Several epidemiologic studies have suggested that small babies, or those that have displayed poor intrauterine growth, have increased rates of cardiovascular disease and noninsulin dependent diabetes as adults (1, 9). Growth, particularly the distinction between proportional and disproportional growth, has been implicated or associated with different risk factors for the development of cardiovascular disease (10). The hypothesis is that infants with growth restriction dating from early pregnancy and who display proportionate (or symmetrical) growth restriction develop hypertension, whereas infants with mid-trimester growth restriction who display disproportionate (or asymmetrical) growth restriction develop hypertension and syndrome X (11). These observations assume that extrapolations from the extremes of clinical practice are valid and that measurements of fetal growth parameters at any given stage of pregnancy are predictive of future intrauterine growth as well as size and shape at birth. This may not be the case in normal populations (12, 13).

There are no prospective data of contemporaneous populations available to substantiate the idea that these “growth phenotypes” exist within the normal distribution of size at birth. As the incidence of cardiovascular disease is not confined to the extremes of birth size, evaluation of intrauterine growth and its impact on birth size and shape becomes important in assessing the strength of the “Fetal Origins of Adult Disease” hypothesis and its applicability to current populations. In 1650 normal pregnancies from the UCL Fetal Growth Study, we measured fetal anthropometry by serial ultrasound examination at 20 and 30 wk of gestation and compared values with anthropometric measures taken at birth.

PATIENTS AND METHODS

The patients were consecutive mothers booked at the Department of Obstetrics and Gynaecology at University College London Hospitals between April 1996 and July 1997. The study was approved by the Research Ethics Committee of University College London Hospitals, and written informed consent for participation was obtained from the mother for herself at the commencement of the study and for her newborn child after delivery. 1790 mothers fulfilled the entry criteria and 1650 (92%) agreed to participate. They did not differ in terms of clinical or pregnancy outcomes from those who refused. Inclusion criteria were first prenatal visit before 20 wk, ultrasound examination demonstrating a structurally normal single fetus, and a white mother. The exclusion criteria were nuchal translucency or evidence of a major malformation in the ultrasound scan (n = 6) or maternal steroid use for chronic inflammatory or thrombotic disorders (n = 16). Menstrual dates were used to assign gestational age unless the first ultrasound measurement (crown rump length before 12 wk, biparietal diameter for 12–20 wk) differed by >7 d.

At the first prenatal visit (mean gestation 12.9 wk, range 6–20), maternal height was measured with a stadiometer (Holtain Limited, Crymych, UK) and recorded to the nearest 0.1 cm. Weight was measured using Seca scales (CMS Weighing Equipment Limited, London, UK) and recorded to the nearest 0.1 kg. Current cigarette consumption was categorized as nonsmoking, <10, 10 to 20, or >20 cigarettes per day. Socioeconomic status was determined from age at which full-time education was completed; marital status, occupation, and partner's occupation, and social class assignment was made using the classification of the United Kingdom Office of Population Census and Statistics (14).
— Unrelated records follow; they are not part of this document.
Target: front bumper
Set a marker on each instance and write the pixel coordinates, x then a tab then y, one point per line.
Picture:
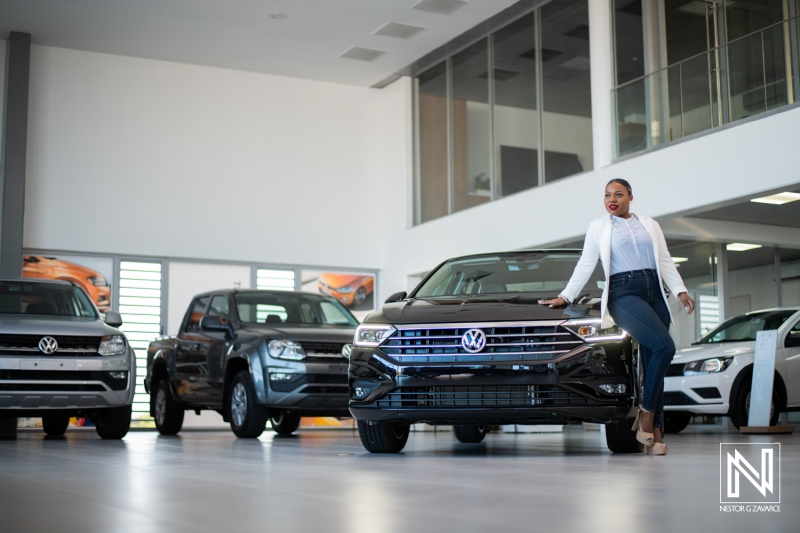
316	388
503	393
33	386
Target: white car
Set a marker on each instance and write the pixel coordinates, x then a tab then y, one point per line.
713	376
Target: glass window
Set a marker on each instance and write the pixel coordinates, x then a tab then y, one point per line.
516	117
219	306
470	118
507	273
21	298
195	314
432	143
566	91
291	308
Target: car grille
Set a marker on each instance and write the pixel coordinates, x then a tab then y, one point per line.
58	375
323	351
677	398
304	379
503	343
29	345
481	396
675	369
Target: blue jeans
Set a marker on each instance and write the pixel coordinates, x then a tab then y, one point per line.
637	306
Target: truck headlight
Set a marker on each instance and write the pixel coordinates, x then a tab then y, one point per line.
285	349
372	335
112	345
590	330
707	366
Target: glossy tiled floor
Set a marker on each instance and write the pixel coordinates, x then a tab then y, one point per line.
323	481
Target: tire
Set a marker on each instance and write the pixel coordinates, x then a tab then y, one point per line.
740	409
55	426
113	424
469	434
248	418
285	423
676	421
383	438
168	412
620	438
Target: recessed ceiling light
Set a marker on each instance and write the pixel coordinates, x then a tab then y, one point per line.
778	199
741	247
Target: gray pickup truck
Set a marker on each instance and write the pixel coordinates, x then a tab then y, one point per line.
253	356
59	359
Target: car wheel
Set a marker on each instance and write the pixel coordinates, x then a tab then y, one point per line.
169	414
285	423
676	421
469	434
113	424
740	410
361	295
383	438
55	426
248	418
620	438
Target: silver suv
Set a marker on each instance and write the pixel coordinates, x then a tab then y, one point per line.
59	359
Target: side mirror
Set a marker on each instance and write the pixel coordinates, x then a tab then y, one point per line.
215	323
113	319
396	297
792	341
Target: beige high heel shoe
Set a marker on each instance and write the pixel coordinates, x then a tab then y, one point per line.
648	439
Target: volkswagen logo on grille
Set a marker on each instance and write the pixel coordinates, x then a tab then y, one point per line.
473	340
48	345
346	349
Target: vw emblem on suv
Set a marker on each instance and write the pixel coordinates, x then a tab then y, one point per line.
48	345
473	340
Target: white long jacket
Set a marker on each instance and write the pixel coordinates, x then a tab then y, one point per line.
598	246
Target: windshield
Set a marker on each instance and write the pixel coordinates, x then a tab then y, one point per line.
291	308
23	298
744	327
541	273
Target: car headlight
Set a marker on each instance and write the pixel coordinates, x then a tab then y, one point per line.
591	331
372	335
285	349
112	345
98	281
707	366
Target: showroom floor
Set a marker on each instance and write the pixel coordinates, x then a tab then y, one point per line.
323	480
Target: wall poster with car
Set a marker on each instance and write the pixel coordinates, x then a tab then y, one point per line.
355	290
92	274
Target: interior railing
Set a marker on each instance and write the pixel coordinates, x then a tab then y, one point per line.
744	77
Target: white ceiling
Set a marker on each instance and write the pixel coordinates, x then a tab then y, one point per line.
242	34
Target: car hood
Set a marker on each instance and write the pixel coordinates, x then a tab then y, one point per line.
476	309
707	351
54	325
305	333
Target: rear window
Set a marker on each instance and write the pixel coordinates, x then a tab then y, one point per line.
22	298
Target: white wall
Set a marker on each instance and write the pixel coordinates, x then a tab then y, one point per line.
136	156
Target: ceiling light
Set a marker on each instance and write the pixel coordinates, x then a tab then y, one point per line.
778	199
741	247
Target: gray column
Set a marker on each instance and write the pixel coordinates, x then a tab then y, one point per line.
14	149
722	280
601	57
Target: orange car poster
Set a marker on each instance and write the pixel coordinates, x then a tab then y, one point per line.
355	290
90	273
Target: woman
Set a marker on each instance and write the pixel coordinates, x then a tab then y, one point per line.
635	259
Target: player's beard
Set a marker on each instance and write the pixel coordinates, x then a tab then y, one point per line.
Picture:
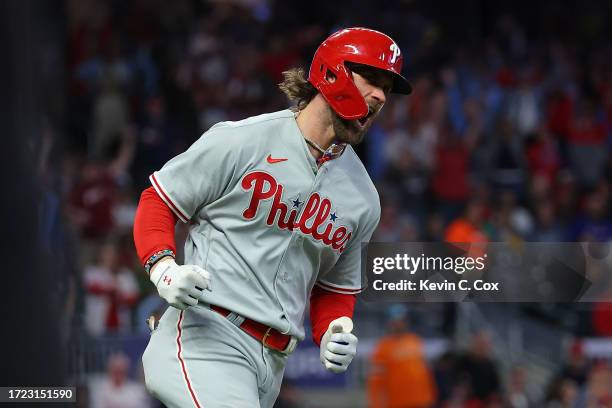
349	131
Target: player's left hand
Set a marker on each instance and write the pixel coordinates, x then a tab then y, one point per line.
338	345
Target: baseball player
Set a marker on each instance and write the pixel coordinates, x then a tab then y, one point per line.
278	206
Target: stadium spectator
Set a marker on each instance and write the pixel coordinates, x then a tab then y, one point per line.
116	390
399	375
111	293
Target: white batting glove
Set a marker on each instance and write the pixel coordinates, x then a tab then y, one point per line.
180	285
338	345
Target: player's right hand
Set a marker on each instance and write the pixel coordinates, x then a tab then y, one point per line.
180	285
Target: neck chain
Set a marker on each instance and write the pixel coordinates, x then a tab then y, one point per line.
315	146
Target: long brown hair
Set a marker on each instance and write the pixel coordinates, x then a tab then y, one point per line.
297	88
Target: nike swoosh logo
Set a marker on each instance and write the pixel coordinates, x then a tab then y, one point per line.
272	161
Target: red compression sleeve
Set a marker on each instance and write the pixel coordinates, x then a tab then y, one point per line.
153	225
326	306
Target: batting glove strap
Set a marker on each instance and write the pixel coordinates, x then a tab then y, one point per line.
180	285
338	345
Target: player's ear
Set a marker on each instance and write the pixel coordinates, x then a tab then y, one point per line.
330	76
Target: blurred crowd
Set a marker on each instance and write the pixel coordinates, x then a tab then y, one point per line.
506	137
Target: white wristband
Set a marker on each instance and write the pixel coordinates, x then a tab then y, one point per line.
159	268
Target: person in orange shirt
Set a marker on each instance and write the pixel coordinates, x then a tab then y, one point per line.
468	232
400	376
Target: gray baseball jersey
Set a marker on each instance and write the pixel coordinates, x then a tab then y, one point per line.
266	221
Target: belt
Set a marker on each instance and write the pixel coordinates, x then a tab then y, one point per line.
268	336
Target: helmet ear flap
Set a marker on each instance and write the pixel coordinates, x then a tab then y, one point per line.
340	92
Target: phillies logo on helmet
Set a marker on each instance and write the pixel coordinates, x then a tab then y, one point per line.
396	52
314	220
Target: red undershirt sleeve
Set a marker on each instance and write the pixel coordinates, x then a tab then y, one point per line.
326	306
153	225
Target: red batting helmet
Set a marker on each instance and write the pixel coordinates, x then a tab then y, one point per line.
360	46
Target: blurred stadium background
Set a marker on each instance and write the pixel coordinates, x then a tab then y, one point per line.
507	137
In addition to the dating ultrasound measurements, additional examinations were conducted at 20 wk (the standard time for structural evaluation of the fetus) and 30 wk gestation. The uptake by mothers was high for both the second trimester (96%) and third trimester scans (84%), and reasons for not performing the scans were mainly fetal loss or termination of pregnancy. Only 50 mothers refused both scans. Standard fetal biometric measures were made of head circumference, biparietal diameter, abdominal circumference, and femur length. The 20 wk examinations were undertaken by MPPG and clinic ultrasonographers, whereas at 30 wk all examinations were done by MPPG. Measurements were made using an Acuson 128/Xpi ultrasound machine (Mountain View, CA, USA) with a 5 MHz curvilinear transducer. Each measurement was done three times and the mean recorded. The coefficient of variation of the ultrasound measures was 1% maximum on the 20 wk scan.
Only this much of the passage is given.